Window bars (also called safety bars and security bars) are metal bars that are installed to prevent intruders from entering a building. As an unintended consequence, window bars can slow or prevent egress during an emergency.
Roughly 25 people die or are injured annually in fires where escape is hindered by window bars.
According to the National Fire Protection Agency, the number of deaths caused by fire related to security bars is on the rise.
The fear of burglary, theft and/or physical attack presents a greater perceived risk than the threat of fire.
Seventy people died in a hotel fire on August 18, 2001 in the Philippines. The victims were trapped inside the six-story hotel by window bars.
Advantages of Window Bars
They are a deterrent to potential burglars. They are mostly used in ground-floor windows, which are most vulnerable to intrusion.
They provide a sense of security to building occupants.
They can prevent children from falling out of the window.
Disadvantages of Window Bars
They can block the exit for occupants during an emergency, such as a fire. The occupants may feel secure from burglary, but they have severely limited their avenues of egress. Ironically, it is possible for occupants to become trapped behind window bars while trying to escape from an intruder who has managed to enter the building.
They can potentially block the entry point for firefighters.
Houses equipped with window bars can potentially decrease the home’s property value. Window bars can make a neighborhood appear insecure to potential home buyers.
Requirements for a Quick-Release Mechanism
According to the 2006 International Residential Code (IRC), basements and sleeping rooms should have at least one operable emergency escape and rescue opening. Windows that are equipped with bars and which are intended for emergency egress should have a quick-release mechanism installed. If a room’s egress requirements are already satisfied by another window or door, it is still helpful for window bars to be equipped with a quick-release mechanism. Where window bars are installed in windows that are part of a building’s means of egress, the IRC requires that they be equipped with a quick-release mechanism that complies with the following requirements:
It should be accessible from the inside of the house. Although not addressed by the IRC, the device should not be accessible from outside the house if the window were to be broken.

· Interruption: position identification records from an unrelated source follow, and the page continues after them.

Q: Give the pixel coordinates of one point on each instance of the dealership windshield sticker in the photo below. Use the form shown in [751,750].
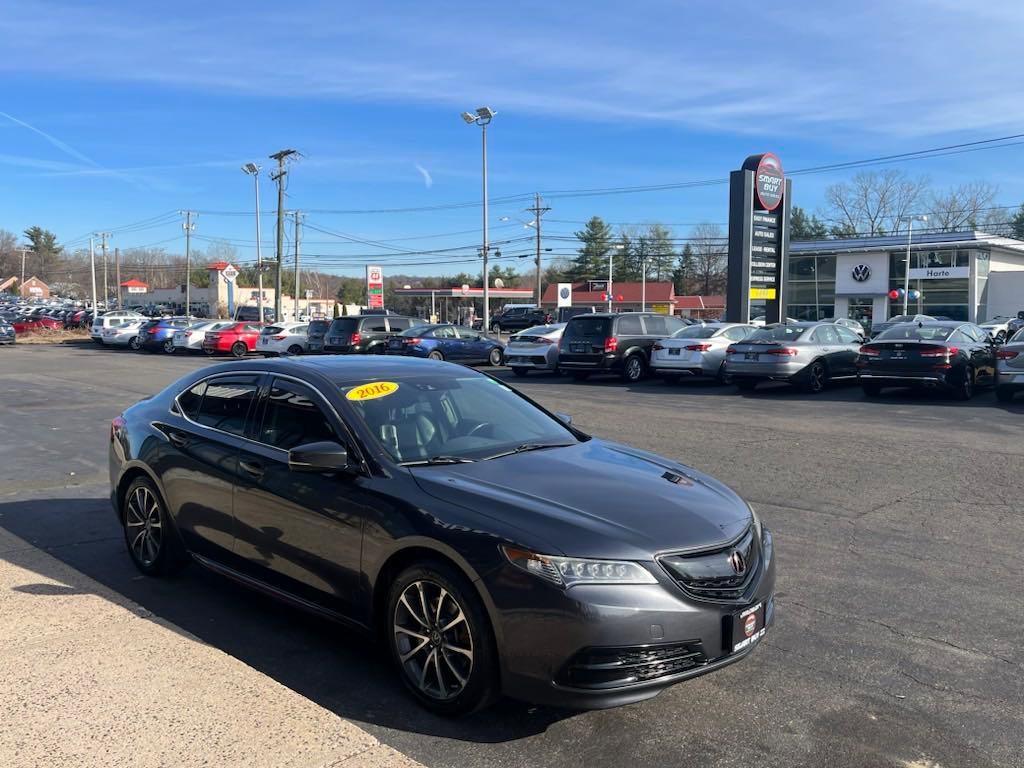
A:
[372,390]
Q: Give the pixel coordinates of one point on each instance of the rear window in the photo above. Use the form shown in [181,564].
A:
[584,328]
[915,333]
[777,333]
[695,332]
[344,325]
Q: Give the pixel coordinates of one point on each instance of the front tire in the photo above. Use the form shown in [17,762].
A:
[150,536]
[440,640]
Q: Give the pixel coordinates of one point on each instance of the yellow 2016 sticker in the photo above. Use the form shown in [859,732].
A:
[372,391]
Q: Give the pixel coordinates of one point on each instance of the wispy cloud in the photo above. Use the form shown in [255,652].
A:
[427,179]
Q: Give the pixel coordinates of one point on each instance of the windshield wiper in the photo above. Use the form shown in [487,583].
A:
[528,446]
[438,460]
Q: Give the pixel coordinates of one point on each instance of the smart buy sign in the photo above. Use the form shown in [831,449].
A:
[375,288]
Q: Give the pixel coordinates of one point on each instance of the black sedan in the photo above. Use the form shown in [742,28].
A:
[952,355]
[491,545]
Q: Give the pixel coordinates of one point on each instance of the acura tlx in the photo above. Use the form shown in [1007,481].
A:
[493,546]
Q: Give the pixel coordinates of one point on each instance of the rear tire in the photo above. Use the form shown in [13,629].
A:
[451,671]
[634,369]
[817,378]
[964,388]
[153,543]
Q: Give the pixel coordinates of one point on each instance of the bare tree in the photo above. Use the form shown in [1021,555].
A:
[962,207]
[710,255]
[873,202]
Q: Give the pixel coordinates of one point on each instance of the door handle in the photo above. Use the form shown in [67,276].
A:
[253,468]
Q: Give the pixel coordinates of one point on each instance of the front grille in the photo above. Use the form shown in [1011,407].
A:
[609,668]
[712,574]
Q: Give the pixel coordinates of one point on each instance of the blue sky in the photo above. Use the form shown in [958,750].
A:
[115,113]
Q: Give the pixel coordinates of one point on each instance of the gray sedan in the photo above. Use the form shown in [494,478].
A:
[535,349]
[808,354]
[697,350]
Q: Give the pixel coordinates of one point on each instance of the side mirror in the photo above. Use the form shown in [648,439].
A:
[318,457]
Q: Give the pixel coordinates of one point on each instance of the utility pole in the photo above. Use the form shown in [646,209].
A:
[23,251]
[107,290]
[298,218]
[279,177]
[117,262]
[538,211]
[188,225]
[92,271]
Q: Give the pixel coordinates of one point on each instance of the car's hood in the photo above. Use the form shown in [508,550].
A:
[594,500]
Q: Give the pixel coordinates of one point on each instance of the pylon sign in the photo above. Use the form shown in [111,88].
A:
[375,288]
[759,239]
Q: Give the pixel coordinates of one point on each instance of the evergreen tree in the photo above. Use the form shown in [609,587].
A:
[592,257]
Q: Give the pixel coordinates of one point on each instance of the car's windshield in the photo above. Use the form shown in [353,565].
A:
[913,333]
[695,332]
[455,418]
[777,333]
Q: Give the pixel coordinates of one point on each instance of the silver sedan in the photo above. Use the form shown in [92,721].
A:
[535,349]
[697,350]
[808,354]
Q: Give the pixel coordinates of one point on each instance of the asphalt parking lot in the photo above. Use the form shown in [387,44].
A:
[898,526]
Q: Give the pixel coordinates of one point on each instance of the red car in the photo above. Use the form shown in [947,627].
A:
[238,340]
[36,323]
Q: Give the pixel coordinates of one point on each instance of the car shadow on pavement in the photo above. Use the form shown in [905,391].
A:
[339,670]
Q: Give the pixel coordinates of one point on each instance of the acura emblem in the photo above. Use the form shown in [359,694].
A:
[861,272]
[737,562]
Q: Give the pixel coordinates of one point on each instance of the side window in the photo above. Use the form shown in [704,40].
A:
[189,400]
[825,335]
[847,336]
[629,325]
[226,402]
[292,417]
[655,326]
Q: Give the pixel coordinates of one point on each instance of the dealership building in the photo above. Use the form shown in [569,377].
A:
[968,275]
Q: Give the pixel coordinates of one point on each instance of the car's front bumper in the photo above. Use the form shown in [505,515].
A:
[543,631]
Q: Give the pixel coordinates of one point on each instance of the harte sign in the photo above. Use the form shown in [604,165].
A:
[769,181]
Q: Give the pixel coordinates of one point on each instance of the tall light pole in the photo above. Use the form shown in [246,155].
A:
[482,118]
[906,271]
[253,170]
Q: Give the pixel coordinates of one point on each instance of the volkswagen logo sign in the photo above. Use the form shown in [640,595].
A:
[737,562]
[861,272]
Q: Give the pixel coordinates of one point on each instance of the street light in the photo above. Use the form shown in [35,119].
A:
[482,117]
[906,271]
[253,170]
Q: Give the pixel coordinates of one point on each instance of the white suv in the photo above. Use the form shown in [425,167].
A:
[109,320]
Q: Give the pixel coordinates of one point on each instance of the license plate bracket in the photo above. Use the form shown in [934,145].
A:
[748,627]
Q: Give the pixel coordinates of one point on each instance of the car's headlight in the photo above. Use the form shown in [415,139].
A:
[570,570]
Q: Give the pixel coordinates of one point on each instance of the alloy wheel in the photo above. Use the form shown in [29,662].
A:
[143,526]
[433,640]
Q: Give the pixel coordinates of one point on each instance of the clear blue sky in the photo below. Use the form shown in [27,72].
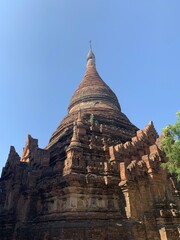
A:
[43,48]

It should not require a key or combination. Likely reasons for this requirement are as follows:
During an emergency, occupants may become too panicked or confused to remember the combination or where they put the key.

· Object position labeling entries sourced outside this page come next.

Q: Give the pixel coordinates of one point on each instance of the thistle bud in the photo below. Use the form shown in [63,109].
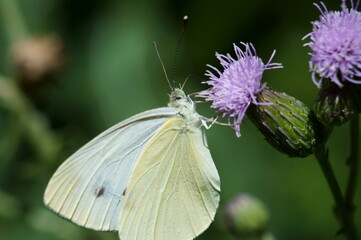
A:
[287,123]
[38,57]
[335,105]
[246,217]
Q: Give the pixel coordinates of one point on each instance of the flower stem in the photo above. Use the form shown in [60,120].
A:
[14,23]
[347,225]
[353,163]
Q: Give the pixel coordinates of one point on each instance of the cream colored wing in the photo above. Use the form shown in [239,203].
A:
[173,192]
[88,187]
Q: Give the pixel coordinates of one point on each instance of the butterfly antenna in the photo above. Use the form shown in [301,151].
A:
[185,81]
[185,21]
[161,62]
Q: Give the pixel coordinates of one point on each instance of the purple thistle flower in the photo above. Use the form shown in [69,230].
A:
[336,45]
[237,86]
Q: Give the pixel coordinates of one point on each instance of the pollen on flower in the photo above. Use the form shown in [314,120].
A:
[336,45]
[234,89]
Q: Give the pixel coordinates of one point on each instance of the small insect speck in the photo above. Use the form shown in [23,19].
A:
[99,191]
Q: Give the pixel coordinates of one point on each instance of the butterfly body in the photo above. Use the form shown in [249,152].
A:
[148,177]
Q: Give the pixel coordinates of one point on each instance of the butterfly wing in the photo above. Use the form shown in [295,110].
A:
[88,187]
[173,192]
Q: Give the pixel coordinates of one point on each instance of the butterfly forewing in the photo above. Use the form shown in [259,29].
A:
[89,187]
[173,192]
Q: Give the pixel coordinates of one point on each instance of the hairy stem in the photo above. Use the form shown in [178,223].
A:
[35,126]
[353,163]
[343,215]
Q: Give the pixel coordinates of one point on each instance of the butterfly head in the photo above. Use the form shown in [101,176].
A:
[178,99]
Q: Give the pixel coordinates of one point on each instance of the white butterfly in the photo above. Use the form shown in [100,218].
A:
[149,177]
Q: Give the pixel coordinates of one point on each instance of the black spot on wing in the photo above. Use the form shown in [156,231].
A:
[99,192]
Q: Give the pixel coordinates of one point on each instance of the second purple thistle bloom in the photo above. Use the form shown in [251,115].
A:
[336,46]
[234,89]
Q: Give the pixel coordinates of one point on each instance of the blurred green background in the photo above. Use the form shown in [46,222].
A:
[112,72]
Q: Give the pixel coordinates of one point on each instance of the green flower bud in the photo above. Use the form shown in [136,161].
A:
[335,105]
[287,123]
[246,217]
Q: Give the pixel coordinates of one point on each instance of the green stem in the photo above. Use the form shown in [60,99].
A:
[35,126]
[347,225]
[13,22]
[353,163]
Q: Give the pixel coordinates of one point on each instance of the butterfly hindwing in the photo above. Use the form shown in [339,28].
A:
[88,188]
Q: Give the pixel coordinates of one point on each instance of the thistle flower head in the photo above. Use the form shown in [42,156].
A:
[336,45]
[234,89]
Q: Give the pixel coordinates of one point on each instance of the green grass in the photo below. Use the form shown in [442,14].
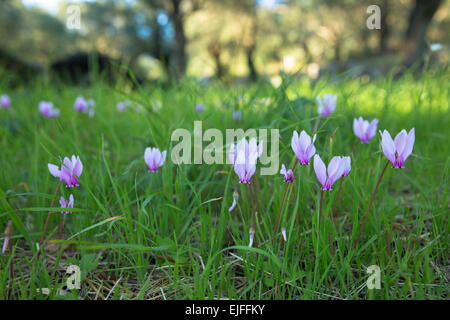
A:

Fire and smoke may prevent access to the key or obscure view of the lock.
Occupants may not know the combination or know where the key was placed.

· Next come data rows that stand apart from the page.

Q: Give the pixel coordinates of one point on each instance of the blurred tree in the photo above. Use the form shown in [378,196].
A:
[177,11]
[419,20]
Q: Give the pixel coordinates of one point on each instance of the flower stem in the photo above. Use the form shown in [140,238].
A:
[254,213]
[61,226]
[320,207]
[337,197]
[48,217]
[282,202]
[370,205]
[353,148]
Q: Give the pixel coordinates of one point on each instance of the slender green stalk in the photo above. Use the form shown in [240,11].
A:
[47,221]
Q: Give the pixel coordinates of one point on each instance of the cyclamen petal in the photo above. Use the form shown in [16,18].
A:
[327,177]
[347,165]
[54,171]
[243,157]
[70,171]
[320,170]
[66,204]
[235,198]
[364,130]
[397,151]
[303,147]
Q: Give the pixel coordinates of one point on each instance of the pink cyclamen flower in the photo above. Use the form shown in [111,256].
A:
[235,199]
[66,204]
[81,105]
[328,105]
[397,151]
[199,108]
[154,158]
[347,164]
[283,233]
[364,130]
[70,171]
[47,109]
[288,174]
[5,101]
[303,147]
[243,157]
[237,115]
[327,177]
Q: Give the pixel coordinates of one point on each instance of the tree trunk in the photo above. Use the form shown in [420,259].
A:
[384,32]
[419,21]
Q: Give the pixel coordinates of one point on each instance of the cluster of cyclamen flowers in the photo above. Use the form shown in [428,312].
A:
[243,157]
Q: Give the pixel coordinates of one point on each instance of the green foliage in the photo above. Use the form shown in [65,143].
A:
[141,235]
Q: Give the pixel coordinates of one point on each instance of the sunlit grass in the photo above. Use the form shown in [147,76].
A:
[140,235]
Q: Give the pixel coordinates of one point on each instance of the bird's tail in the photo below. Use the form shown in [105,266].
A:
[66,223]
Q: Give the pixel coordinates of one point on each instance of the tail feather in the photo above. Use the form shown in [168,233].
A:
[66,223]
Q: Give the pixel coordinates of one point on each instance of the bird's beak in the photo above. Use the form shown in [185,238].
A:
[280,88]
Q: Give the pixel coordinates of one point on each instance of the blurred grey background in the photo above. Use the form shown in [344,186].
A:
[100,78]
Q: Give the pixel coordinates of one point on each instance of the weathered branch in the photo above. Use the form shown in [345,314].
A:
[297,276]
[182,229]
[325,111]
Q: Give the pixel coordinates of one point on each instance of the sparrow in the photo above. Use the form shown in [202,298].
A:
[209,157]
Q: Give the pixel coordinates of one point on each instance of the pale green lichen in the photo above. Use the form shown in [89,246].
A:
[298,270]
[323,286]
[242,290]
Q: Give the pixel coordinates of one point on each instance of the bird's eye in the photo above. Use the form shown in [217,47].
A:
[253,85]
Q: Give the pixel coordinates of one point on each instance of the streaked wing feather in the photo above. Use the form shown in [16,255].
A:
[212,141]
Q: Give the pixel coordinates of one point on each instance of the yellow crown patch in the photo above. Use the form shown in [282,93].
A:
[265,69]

It should not require any special tools, such as a screwdriver.
The mechanism should be able to be operated with relatively little force. Children and the elderly should be strong enough to operate the release mechanism.
Operation of the mechanism should not require special knowledge.
Although beyond the scope of InterNACHI’s Standards of Practice, inspectors may want to test release mechanisms to make sure that they comply with the IRC’s requirements. Even if the mechanism appears functional, it is possible that its ability to operate has become compromised by rust, paint, or some other factor. Inspectors should call out any hindrances to the release mechanism’s functionality as a safety defect.
In summary, window bars are valuable anti-burglary features in residences, but they should be able to be easily disengaged so occupants are not trapped during an emergency.